Demônios do dia a dia
Era como uma constante imutável, um estado intrínseco ligado ao ser ou uma correnteza que jamais poderia ir contra. Não estava bem, por vários motivos, e sempre chegava em casa cansada. Aliás, exausta seria a palavra mais adequada para defini-la. Inúmeros eram seus problemas e em sua mente parecia haver um turbilhão, tamanha era a desordem mental em que se encontrava; porém, sem saber como, conseguia se manter firme diante tudo que lhe ocorria, que era como se fosse um novo e permanente normal, que não se recordava quando havia começado em sua vida. Era o estresse do trabalho, por conta da pressão e de alguns colegas indesejáveis; o relacionamento, que parecia ser mais um que iria naufragar; problemas familiares, pois, por mais que optasse por se abster dessa questão, sempre havia os respingos habituais; a vizinhança, que começava a irritá-la por questões rotineiras; o dinheiro, que parecia não dar para nada, suprindo apenas o básico; e claro, o maldito trânsito que enfrentava no abarrotado transporte público, tanto para ir como para voltar do trabalho. Talvez ela pudesse escrever um livro só relatando as coisas que a estava exaurindo. Sabia que boa parte dos seus problemas também eram uma constante na vida da maioria das pessoas, mas só conseguia pensar no seu próprio caso, afinal, como se preocupar ou ajudar alguém quando não se está bem e mal consegue ser o suficiente para si mesma? Era um questionamento frequente que, por mais incomodo que a causasse, lhe trazia certa dose de conforto, pois, assim não poderia se culpar. A rotina maçante não apresentava sinal de melhoras ou até de alguma mudança; e os questionamentos gritavam em sua mente: meu Deus, quando tudo isso irá passar? Se é que vai passar... Será que esses problemas e toda essa correria são, de fato, meu novo normal? Quando é que tudo isso começou?
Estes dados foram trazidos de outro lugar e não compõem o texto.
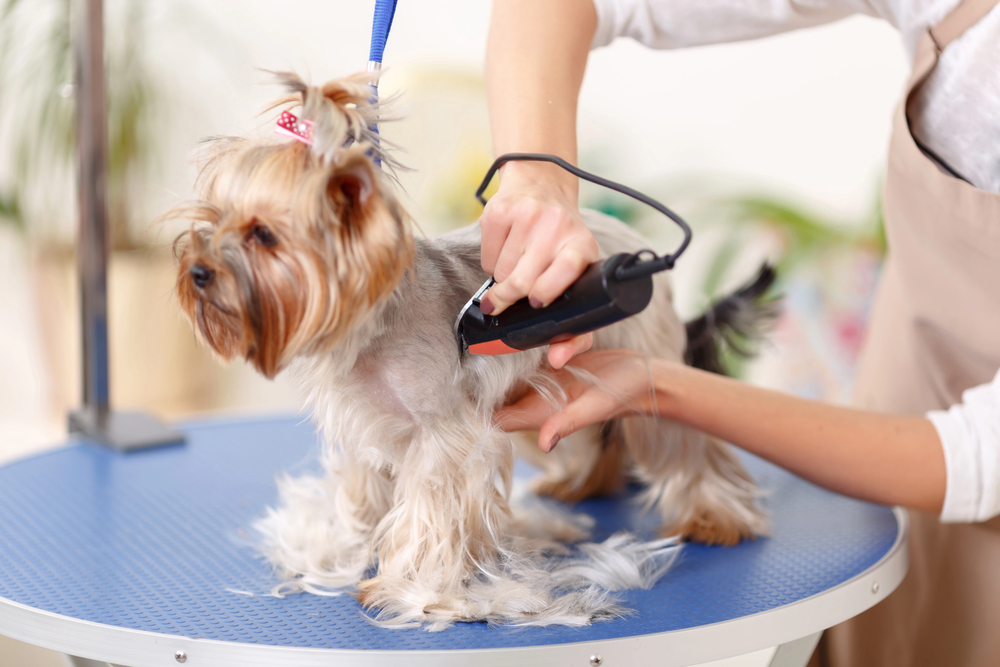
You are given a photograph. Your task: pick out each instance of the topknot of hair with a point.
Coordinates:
(343, 112)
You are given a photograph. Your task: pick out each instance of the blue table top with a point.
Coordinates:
(160, 541)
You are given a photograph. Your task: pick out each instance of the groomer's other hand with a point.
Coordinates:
(535, 244)
(625, 385)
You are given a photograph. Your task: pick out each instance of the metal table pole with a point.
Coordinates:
(95, 419)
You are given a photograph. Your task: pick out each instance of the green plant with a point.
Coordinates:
(37, 114)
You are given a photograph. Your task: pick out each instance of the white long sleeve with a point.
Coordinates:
(956, 113)
(970, 436)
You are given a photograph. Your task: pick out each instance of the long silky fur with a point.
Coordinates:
(414, 512)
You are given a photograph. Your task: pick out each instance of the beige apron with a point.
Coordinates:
(935, 331)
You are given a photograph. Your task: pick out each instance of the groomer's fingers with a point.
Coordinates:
(569, 263)
(517, 284)
(592, 407)
(560, 354)
(495, 226)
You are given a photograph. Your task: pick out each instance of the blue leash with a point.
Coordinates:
(381, 24)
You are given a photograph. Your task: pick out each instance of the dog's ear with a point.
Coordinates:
(352, 189)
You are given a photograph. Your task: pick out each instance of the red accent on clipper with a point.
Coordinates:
(492, 348)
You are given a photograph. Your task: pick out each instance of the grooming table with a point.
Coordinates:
(147, 559)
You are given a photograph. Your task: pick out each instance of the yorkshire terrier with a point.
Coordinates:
(300, 258)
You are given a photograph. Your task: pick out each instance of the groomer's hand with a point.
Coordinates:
(620, 382)
(535, 244)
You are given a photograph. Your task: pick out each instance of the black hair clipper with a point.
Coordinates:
(609, 290)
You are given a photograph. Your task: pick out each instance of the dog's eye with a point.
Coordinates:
(263, 236)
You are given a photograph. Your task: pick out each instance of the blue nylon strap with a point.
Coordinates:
(384, 11)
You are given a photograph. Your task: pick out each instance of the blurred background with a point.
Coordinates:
(772, 149)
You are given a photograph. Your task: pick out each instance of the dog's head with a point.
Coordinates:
(292, 245)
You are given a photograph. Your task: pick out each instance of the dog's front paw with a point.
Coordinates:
(712, 527)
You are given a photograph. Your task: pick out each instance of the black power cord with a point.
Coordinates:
(634, 266)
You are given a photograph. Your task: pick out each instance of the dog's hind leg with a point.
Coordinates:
(694, 481)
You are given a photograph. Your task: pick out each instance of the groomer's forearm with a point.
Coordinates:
(535, 59)
(882, 458)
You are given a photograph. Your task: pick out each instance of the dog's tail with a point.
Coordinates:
(735, 324)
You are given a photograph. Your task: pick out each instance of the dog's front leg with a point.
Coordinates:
(447, 528)
(320, 535)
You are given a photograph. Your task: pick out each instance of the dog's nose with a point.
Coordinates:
(201, 275)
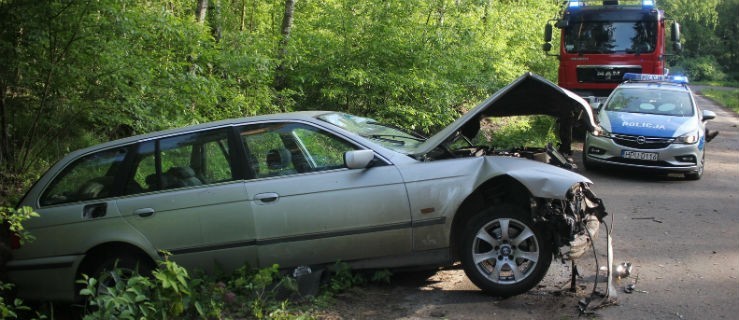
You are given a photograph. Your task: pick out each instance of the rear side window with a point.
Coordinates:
(183, 161)
(88, 178)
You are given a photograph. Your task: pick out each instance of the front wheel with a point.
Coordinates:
(503, 253)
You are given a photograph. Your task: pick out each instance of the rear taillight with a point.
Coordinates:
(15, 241)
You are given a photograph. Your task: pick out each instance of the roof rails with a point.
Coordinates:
(571, 4)
(643, 77)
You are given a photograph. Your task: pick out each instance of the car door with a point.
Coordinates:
(187, 201)
(310, 209)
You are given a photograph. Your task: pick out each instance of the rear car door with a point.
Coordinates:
(185, 198)
(310, 209)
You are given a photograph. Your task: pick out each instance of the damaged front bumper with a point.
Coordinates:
(574, 224)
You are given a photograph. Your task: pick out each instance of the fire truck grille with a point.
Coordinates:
(604, 74)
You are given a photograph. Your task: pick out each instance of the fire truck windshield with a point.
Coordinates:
(610, 37)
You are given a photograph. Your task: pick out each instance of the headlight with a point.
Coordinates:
(688, 138)
(600, 132)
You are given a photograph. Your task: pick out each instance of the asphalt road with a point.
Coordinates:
(682, 238)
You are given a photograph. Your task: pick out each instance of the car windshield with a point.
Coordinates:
(387, 136)
(651, 101)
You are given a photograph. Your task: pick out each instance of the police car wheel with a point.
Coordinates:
(698, 173)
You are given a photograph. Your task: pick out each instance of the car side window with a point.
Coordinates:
(182, 161)
(278, 149)
(88, 178)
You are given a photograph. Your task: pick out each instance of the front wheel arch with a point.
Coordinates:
(109, 253)
(503, 252)
(496, 191)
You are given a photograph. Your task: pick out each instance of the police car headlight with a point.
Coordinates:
(600, 132)
(688, 138)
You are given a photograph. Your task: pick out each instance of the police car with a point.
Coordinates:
(650, 122)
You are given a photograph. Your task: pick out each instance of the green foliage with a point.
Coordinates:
(172, 294)
(520, 131)
(343, 278)
(709, 30)
(382, 276)
(16, 309)
(704, 68)
(728, 98)
(14, 219)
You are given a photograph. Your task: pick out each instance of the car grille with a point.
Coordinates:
(641, 142)
(604, 74)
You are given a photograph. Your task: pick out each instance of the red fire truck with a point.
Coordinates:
(602, 40)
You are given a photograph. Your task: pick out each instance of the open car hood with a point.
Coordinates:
(530, 94)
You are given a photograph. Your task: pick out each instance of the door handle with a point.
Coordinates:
(267, 197)
(144, 212)
(97, 210)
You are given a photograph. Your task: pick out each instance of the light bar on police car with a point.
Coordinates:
(655, 77)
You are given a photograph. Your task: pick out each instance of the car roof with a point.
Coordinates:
(298, 115)
(659, 85)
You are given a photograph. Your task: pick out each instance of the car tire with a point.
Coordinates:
(698, 173)
(127, 265)
(503, 252)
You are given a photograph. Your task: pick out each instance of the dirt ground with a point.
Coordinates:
(682, 238)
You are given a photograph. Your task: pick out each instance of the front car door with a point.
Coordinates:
(186, 199)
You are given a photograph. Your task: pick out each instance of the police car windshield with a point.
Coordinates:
(651, 101)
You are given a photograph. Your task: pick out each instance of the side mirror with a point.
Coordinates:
(547, 46)
(358, 159)
(675, 32)
(677, 46)
(708, 115)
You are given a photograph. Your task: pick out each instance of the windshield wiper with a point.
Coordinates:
(387, 138)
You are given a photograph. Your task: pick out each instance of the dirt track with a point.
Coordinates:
(682, 238)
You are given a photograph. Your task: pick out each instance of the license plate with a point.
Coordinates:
(638, 155)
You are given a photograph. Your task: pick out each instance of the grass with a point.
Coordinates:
(728, 98)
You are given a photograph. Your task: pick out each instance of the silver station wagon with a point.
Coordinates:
(310, 189)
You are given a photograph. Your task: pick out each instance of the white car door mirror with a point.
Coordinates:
(358, 159)
(708, 115)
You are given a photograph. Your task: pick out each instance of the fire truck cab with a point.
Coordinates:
(602, 40)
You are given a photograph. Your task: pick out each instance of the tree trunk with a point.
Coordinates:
(287, 23)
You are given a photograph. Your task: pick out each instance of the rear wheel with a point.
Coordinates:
(503, 252)
(112, 269)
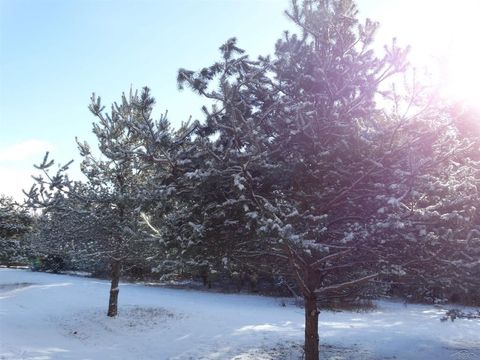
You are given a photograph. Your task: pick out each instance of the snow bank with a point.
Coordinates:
(47, 316)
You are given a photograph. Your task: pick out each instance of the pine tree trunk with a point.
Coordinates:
(311, 328)
(113, 300)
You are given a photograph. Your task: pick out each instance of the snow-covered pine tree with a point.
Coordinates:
(333, 183)
(15, 223)
(119, 185)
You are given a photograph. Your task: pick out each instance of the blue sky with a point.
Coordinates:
(55, 53)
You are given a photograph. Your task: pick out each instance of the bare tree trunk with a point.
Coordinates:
(311, 327)
(113, 300)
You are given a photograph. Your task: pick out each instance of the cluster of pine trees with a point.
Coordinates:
(308, 169)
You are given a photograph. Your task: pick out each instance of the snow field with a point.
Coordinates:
(46, 316)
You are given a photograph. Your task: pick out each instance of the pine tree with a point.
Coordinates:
(15, 224)
(332, 183)
(119, 186)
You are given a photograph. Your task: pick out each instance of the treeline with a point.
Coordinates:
(309, 172)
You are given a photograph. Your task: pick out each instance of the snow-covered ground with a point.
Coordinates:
(46, 316)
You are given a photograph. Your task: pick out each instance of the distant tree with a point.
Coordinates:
(119, 187)
(15, 224)
(302, 154)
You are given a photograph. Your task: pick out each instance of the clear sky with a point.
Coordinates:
(55, 53)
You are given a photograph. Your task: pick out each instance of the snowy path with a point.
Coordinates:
(45, 316)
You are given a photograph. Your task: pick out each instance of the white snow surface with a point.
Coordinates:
(45, 316)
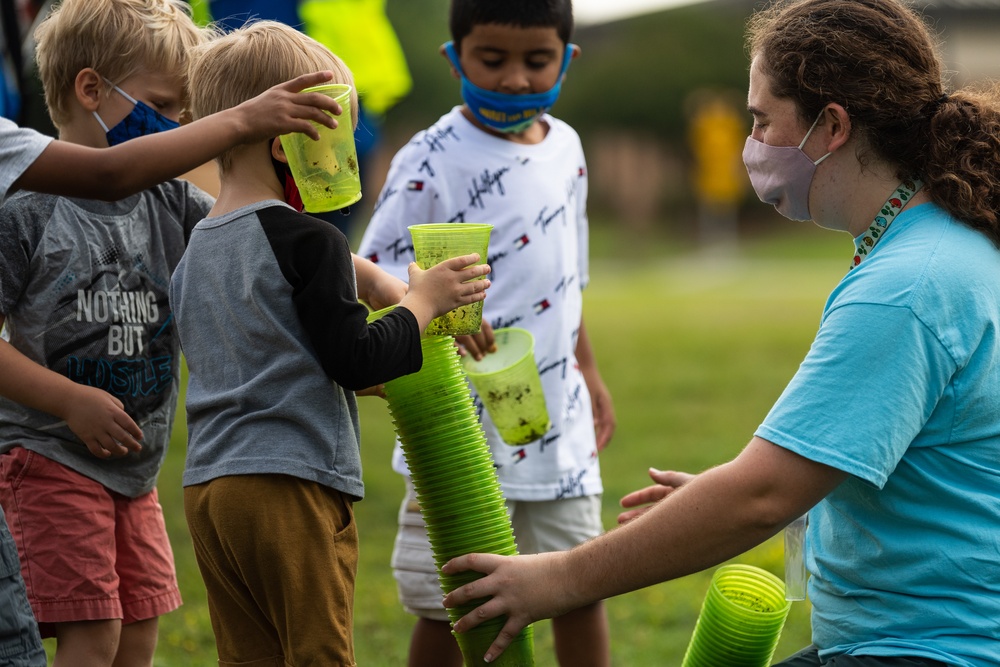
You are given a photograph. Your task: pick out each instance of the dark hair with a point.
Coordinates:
(879, 60)
(465, 14)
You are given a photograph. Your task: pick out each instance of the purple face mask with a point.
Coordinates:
(781, 175)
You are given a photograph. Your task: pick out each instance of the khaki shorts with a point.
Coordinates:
(539, 527)
(279, 557)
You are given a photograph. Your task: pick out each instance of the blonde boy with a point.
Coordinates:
(266, 303)
(90, 380)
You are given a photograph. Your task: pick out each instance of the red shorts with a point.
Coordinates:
(87, 553)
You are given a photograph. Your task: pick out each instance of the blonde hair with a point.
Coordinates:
(116, 38)
(242, 64)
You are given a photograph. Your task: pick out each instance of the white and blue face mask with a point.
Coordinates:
(502, 111)
(142, 120)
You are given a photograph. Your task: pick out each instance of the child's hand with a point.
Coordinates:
(386, 291)
(478, 345)
(445, 287)
(100, 421)
(282, 109)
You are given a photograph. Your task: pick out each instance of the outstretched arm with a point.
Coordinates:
(112, 173)
(717, 515)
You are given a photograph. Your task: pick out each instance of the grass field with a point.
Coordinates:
(695, 349)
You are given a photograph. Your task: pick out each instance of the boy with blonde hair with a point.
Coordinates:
(266, 301)
(91, 366)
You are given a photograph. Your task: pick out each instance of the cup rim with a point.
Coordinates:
(345, 89)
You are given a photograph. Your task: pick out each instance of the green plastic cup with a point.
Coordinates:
(326, 171)
(475, 642)
(435, 242)
(508, 384)
(740, 621)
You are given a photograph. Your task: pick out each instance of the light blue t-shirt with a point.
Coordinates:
(901, 389)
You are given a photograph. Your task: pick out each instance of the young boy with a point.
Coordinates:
(83, 291)
(266, 301)
(501, 159)
(34, 161)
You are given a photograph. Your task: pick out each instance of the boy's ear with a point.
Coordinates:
(451, 66)
(278, 151)
(89, 88)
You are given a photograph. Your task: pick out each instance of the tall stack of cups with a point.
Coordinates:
(452, 471)
(740, 621)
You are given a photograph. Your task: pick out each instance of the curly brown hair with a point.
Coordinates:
(879, 60)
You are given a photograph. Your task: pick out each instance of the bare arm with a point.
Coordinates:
(112, 173)
(95, 416)
(605, 421)
(716, 515)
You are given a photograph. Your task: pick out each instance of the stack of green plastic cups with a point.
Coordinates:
(740, 621)
(457, 488)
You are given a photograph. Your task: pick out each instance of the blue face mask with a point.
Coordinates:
(142, 120)
(502, 111)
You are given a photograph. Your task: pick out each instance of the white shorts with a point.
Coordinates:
(554, 525)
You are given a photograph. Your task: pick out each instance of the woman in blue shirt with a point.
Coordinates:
(889, 433)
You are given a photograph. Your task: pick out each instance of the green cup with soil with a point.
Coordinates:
(326, 170)
(435, 242)
(740, 621)
(510, 388)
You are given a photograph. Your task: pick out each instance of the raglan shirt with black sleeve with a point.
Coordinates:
(276, 342)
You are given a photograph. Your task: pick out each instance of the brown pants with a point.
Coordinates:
(279, 558)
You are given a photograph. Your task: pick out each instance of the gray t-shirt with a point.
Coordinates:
(83, 286)
(276, 344)
(19, 147)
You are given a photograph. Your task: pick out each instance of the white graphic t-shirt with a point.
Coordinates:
(535, 197)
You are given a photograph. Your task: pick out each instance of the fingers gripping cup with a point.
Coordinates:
(740, 621)
(435, 242)
(326, 171)
(508, 384)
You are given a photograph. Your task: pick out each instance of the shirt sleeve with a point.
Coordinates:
(19, 148)
(316, 260)
(869, 383)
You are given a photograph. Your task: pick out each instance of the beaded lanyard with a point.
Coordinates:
(890, 209)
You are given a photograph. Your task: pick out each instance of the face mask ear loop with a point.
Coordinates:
(809, 133)
(449, 50)
(122, 93)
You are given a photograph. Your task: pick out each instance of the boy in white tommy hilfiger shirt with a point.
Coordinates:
(501, 159)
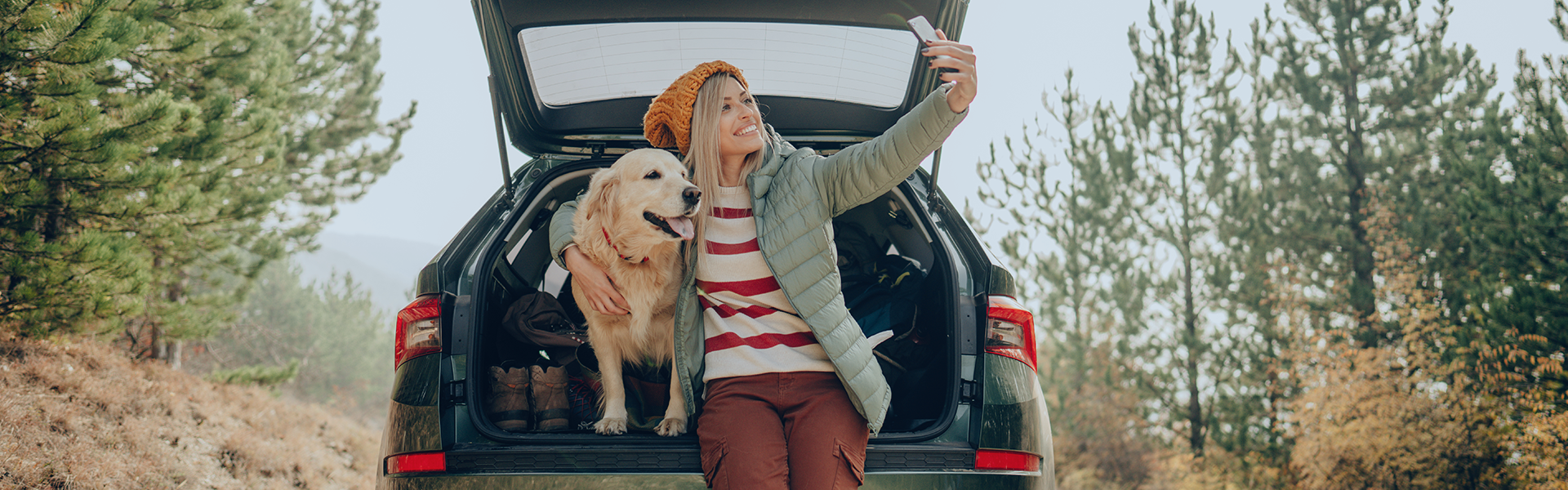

Em casa após o dia de trabalho, fazia contagem das horas que poderia dormir até ter que despertar de madrugada para começar tudo de novo; e sempre ficando na espera do único, mísero e insuficiente dia de folga para poder descansar. Sempre fazia os afazeres o mais rápido que podia e após fazer uma breve arrumação na casa e a comida que levaria na marmita para o dia seguinte, tomava um banho e, enfim, deitava na cama; onde passava um tempo vendo séries ou interagindo nas redes sociais até pegar no sono. Quase sempre era assim, mas antes de dormir em definitivo, ficava pensando na vida e em como o tempo parecia passar mais rápido que outrora, e tinha a impressão que os dias pareciam estar se comprimindo, não sobrando tempo para a vida fora do trabalho. O cansaço extremo seria por conta de tudo que passava ou teria algo além? Sentia um peso sobre si, como se alguém estivesse montado em suas costas e, muitas vezes, ao longo do dia, fechava os olhos longamente após lutar para mantê-los abertos. Lhe faltava cuidar com afinco do seu lado espiritual? Ela sabia que sim, mas com a sonolência, as luzes apagadas e os pensamentos mergulhados nos problemas, nunca conseguia raciocinar de maneira coerente sobre esse assunto ou qualquer outro que fosse, pois, seu cérebro já entrava em 'modo de descanso' nesses momentos que antecediam o sono. Costumava ficar de bruços, balançando um dos braços para fora da cama até dormir e, às vezes, tocava o chão gelado, que era uma preparação para receber o toque daquelas mãos gélidas pertencentes aos braços esqueléticos que saíam debaixo de sua cama para lhe tocar. Não se importava e nem se assustava, apenas acariciava uma a uma, chegando, em alguns momentos, a entrelaçar seus dedos nos dedos esguios e compridos das mãos gélidas. Ficando assim até dormir em definitivo.
Não estava bem, mas estava ficando bem, afinal, mesmo não podendo afirmar a veracidade do que lhe ocorria pouco antes de dormir, ela estava se acostumando a ter que lidar com os demônios do dia a dia. Será que eram eles que estavam ali tocando nela, fazendo companhia até na hora de dormir, para lembrar que não seria possível se desvencilhar dos problemas? Não saberia responder, mas sabia que tudo o que vivia e a afligia estava sendo o seu novo normal, uma constante que não enxergava soluções para mudar; e parecia que, após muito relutar, aceitaria dançar com os demônios do dia a dia.